My bike-and-bivvy setup from a winter camping trip near Juneau, Alaska.
Pedaling outdoors in the winter requires quite a bit more clothing, obviously. Layering is largely a personal preference, but there are a few universal tips for dressing for winter's chill. Most winter cyclists wear typical bike clothing as a base layer, and then add a fleece or wool mid-layer topped off with a wind-proof and waterproof shell. Clothing made for skiing and other winter sports transfers well to cycling. Look for thin hats and balaclavas that fit under a helmet, and coats with a large hood that can fit over the helmet. Ski gloves and mittens protect hands, and many cyclists use pogies, which are insulated pouches mounted to the handlebars. For feet, it's often easiest to use platform pedals and a pair of winter boots along with wool socks. Be sure to pack extra pairs of socks and a dry base layer to wear around camp. During the winter, access to dry clothing is crucial because layers can become soaked in sweat and won't dry in the cold air.

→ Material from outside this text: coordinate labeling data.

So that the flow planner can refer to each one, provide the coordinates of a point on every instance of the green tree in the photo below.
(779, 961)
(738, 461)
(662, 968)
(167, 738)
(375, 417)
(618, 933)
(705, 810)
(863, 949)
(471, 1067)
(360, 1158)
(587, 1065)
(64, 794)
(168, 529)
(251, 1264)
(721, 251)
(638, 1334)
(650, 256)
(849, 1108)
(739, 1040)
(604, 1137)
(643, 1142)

As for camping, you need to find gear to fit the conditions. A normal three-season tent will usually suffice in all but the coldest or windiest weather. But you will want to err on the warm side with sleeping bags. If temperatures are forecasted in the 20- to 40-degree range, you will want a sleeping bag rated to zero degrees. Temperatures can often fall much lower than forecasted, especially in wind-sheltered areas. A full-length sleeping pad is also necessary to insulate against the frozen ground. Inflatable pads can work, but close-cell foam mattresses are more popular with winter campers because there's no chance of springing a leak, and they also tend to have a higher insulation value at lower weights. As for stoves, isobutane fuel often won't work in lower temperatures, so it's best to carry a stove that uses liquid fuel. A large down coat and extra mittens for camp are also nice to have along.
Packing all of that extra gear on your bike can be a challenge, but the rewards are greater than you may think: Crystal skies, nights so quiet you can hear animals prowling in the far distance, snow-covered landscapes that glow in the moonlight, the satisfaction that comes with braving the elements, and the simple joy of being alive.